Monday, Jan. 28, 2002

Buy Japan's Exporters

By Daniel Kadlec

Japanese stocks have put a world of hurt on intrepid investors who dared to call that market's bottom at any time in the past decade. Now with the Japanese economy seemingly bent on a fourth recession since 1990, few are inclined to try again. And that's a shame. With the yen near record lows and the U.S. economy headed into recovery, the stocks of some Japanese exporters are looking attractive.

Viewed more broadly, a lot of good things have happened in Japan in the past couple of years--finally. Hundreds of companies like Nissan and Sega have taken Western-style restructuring to heart. The government is letting more companies fall under foreign control, including top financial institutions like Shinsei Bank and consumer-electronics maker Denon. U.S. firms have surpassed mighty Nomura Securities in domestic stock underwriting and merger advice. Corporate bankruptcies are more frequent, as are takeovers--sorely needed to clear away deadwood and reinvigorate competition.

Plenty of issues remain. Japan's banks have $1 trillion in bad loans on their books, and there is no comprehensive plan for dealing with the mess. The slumping economy will push earnings down 20% or so this year, and a deflationary spiral is keeping just about everyone from making any meaningful investment in the stock market. So prices keep drifting lower. Amazingly, the bellwether Nikkei stock average is now at levels first reached in 1984, down 73% from the 1989 peak of 38,916.

Any day the Nikkei could slip below the Dow Jones industrial average for the first time in 44 years--a historic crossroads that drives home just how brutal Japan's 12-year bear market has been and how thoroughly economies can change.

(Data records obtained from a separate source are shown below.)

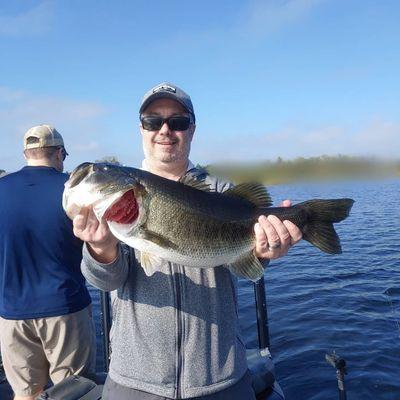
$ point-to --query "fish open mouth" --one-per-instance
(123, 211)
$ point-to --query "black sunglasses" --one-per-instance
(175, 123)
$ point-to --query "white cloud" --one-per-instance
(268, 16)
(80, 123)
(34, 21)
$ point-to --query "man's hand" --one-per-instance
(102, 244)
(274, 237)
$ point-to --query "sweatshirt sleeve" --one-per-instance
(106, 277)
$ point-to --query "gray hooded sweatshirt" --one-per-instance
(176, 333)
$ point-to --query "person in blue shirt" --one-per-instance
(46, 326)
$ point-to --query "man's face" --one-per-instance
(166, 145)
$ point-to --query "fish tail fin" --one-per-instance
(322, 214)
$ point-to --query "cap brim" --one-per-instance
(162, 95)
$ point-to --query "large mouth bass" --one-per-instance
(185, 223)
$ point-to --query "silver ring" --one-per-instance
(275, 245)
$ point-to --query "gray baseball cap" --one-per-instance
(42, 136)
(167, 91)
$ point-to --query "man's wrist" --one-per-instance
(105, 254)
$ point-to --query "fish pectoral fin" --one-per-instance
(157, 239)
(248, 266)
(150, 263)
(255, 193)
(189, 180)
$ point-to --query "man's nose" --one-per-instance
(165, 128)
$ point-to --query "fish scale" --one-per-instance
(185, 223)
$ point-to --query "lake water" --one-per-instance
(349, 303)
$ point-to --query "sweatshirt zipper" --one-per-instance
(178, 286)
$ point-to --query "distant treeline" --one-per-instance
(281, 171)
(315, 168)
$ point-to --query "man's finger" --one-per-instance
(286, 203)
(294, 231)
(261, 238)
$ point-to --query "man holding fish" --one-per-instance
(175, 331)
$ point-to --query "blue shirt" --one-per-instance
(39, 255)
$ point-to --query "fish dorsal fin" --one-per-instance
(190, 180)
(255, 193)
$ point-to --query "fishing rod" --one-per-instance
(340, 365)
(262, 314)
(106, 326)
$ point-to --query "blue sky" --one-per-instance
(267, 78)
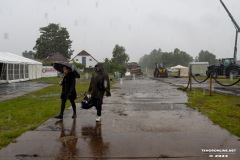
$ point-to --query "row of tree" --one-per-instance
(54, 38)
(177, 57)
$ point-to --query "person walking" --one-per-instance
(68, 91)
(99, 84)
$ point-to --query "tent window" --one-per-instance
(16, 71)
(21, 71)
(3, 75)
(10, 71)
(26, 71)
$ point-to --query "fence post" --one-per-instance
(190, 81)
(210, 85)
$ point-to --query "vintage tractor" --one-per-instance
(160, 70)
(226, 67)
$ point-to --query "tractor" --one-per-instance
(160, 70)
(226, 67)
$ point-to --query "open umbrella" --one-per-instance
(59, 67)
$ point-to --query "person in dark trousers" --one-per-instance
(99, 84)
(68, 91)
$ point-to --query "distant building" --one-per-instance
(56, 57)
(15, 68)
(86, 59)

At the Nikkei peak the Dow was at just 2,753, trailing its Pacific rival by an astounding 36,163 points. Now, as the Nikkei sheds fur like a sheepdog in spring, the unthinkable is coming to pass: parity. The two trade near 10,000.

What's going to stop the Nikkei plunge? At some point its value stocks will become too attractive to ignore. Japanese stocks are now two-thirds cheaper than U.S. stocks, based on price-to-sales (0.5 vs. 1.5) and price-to-book (1.5 vs. 3.3) ratios. Because earnings are so depressed, the price-to-earnings ratio on many stocks seems high--in the 20s or 30s. Still, some believe that the Japanese market represents the best deep-value play in a generation. For that reason Cyril Moulle-Berteaux, who runs an institutional fund for Morgan Stanley, has his most aggressive stock allocation in Japan. "Everybody who's had money to pull out of Japan has already done so," he says, noting that Japan is not just cheap but a low-risk contrarian bet.

A relatively safe route into Japan is blue-chip Japanese exporters, which, while not dirt cheap, stand to benefit from renewed buying among U.S. customers and a continuing slide in the yen. David Bowers, chief international strategist at Merrill Lynch, likes the copier company Canon, where 84% of sales are outside Japan, and consumer electronics giant Pioneer, where 64% of sales are outside Japan. Also on his list is Nissan, which has been aggressively investing in new production technologies. All three stocks trade in the U.S. as American Depositary Receipts.

The deepest values tend to be small- and mid-cap businesses that trade only in Japan but are available through most U.S. brokers. That's where Charles de Vaulx, co-manager of the First Eagle Sogen Global fund, has been mining. "Our bullishness on Japan rests on the extremely low valuations," he says. He likes the bicycle-parts maker Shimano, which has cash on its balance sheet equal to a third of its market value and has strong exports to boot. Other favorites include construction company Okumura, machinery company Aida Engineering and textiles firm Sotoh--all of which are profitable or break-even and trade at less than the value of cash on their books. Other solid funds with this kind of exposure include Fidelity Japan Smaller Companies and Credit Suisse Japan Small Cap.

As with all value investing, you'll have to wait until others see what you see for the payoff. But that time may come faster than you think.